• Marie Robert

Ceci n’est pas vide.


Quel étrange mois de juin. Comme s’il devait compenser à lui seul, ce printemps passé en dehors du monde. Le temps scolaire, lui, demeure fidèle à ses traditions. Les jeux de société remplacent peu à peu les manuels, les goûters de fin d’année donnent l’illusion de la normalité. Les vacances se profilent avec leur lot de soulagement et d’organisation infernale. Que l’on parte ou non, la période est propice au questionnement : qu’attendons-nous de cette période ? En latin, le terme « vacances » repose sur l’idée de l’inoccupé, l’ambition d’un espace libre, tissé d’oisiveté. Mais est-ce toujours le cas ? Les vacances sont souvent le miroir de nos incohérences, de nos empêchements, ou de nos contraintes. Plannings absurdes, difficultés financières, charge familiale ou professionnelle, elles nous placent face à ce qui nous semble insoluble et éreintant. Loin d’être une bulle apaisante, elles deviennent un passage obligé. L’espérance du repos se retrouve engloutie sous toutes les urgences quotidiennes. Alors peut-être est-il temps de changer de regard, que l’on reste dans son appartement ou que l’on savoure l’étreinte du sable, on peut adopter la vision de Montaigne, et faire de nos vacances le lieu d’une découverte. On voyage pour trouver ailleurs de l’inconnu, pour se confronter à la diversité des goûts, des saveurs, des mœurs, pour être en dehors de ses habitudes et faire face au différent. Alors il n’est plus question de maitrise, il n’est même plus question de rythme.
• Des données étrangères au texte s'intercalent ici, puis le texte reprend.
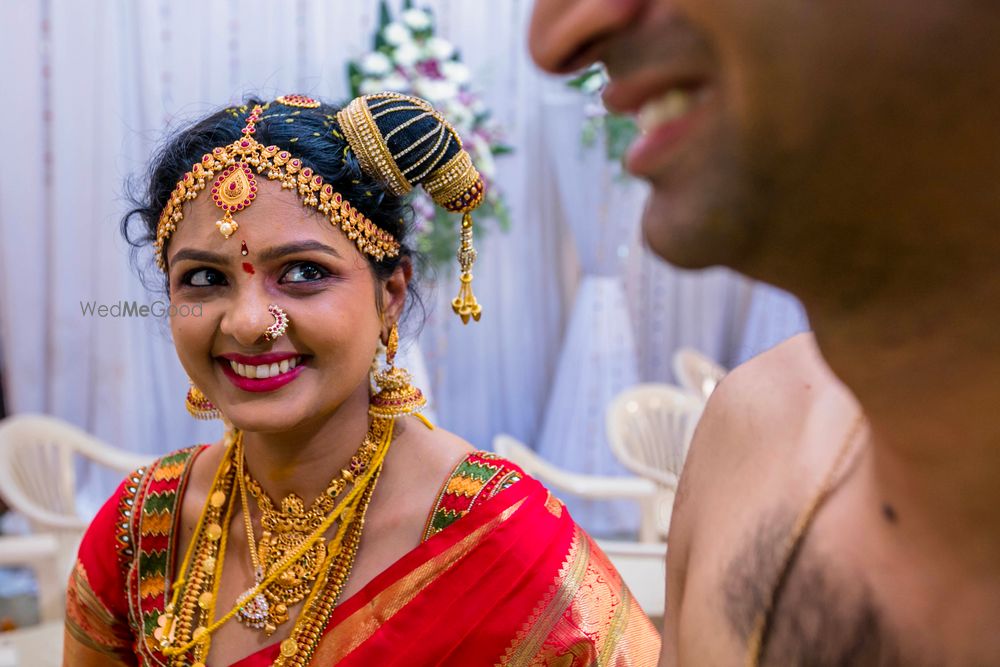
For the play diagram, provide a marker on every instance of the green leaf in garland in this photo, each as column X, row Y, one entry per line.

L’enjeu est d’accepter que les vacances soient le lieu où rien n’est pareil. Brisons nos disciplines, ouvrons des livres jamais lus, allons dans des rues vierges de nos pas, lâchons nos principes. Quittons-nous pour mieux revenir. Et surtout, allons vers ce qui ne nous ressemble pas. « Un honnête homme est un homme mêlé » dit Montaigne, un homme mêlé aux autres, agrandi par l’étonnement. Qu’importe que tout soit parfait, que les visites soient moins nombreuses, que le sport face défaut, que les enfants soient plus libres, qu’importe qu’on aille dans la rue d’à côté ou à des kilomètres pour une nuit ou trois semaines, pourvu que ce lieu vacant soit habité de souvenirs.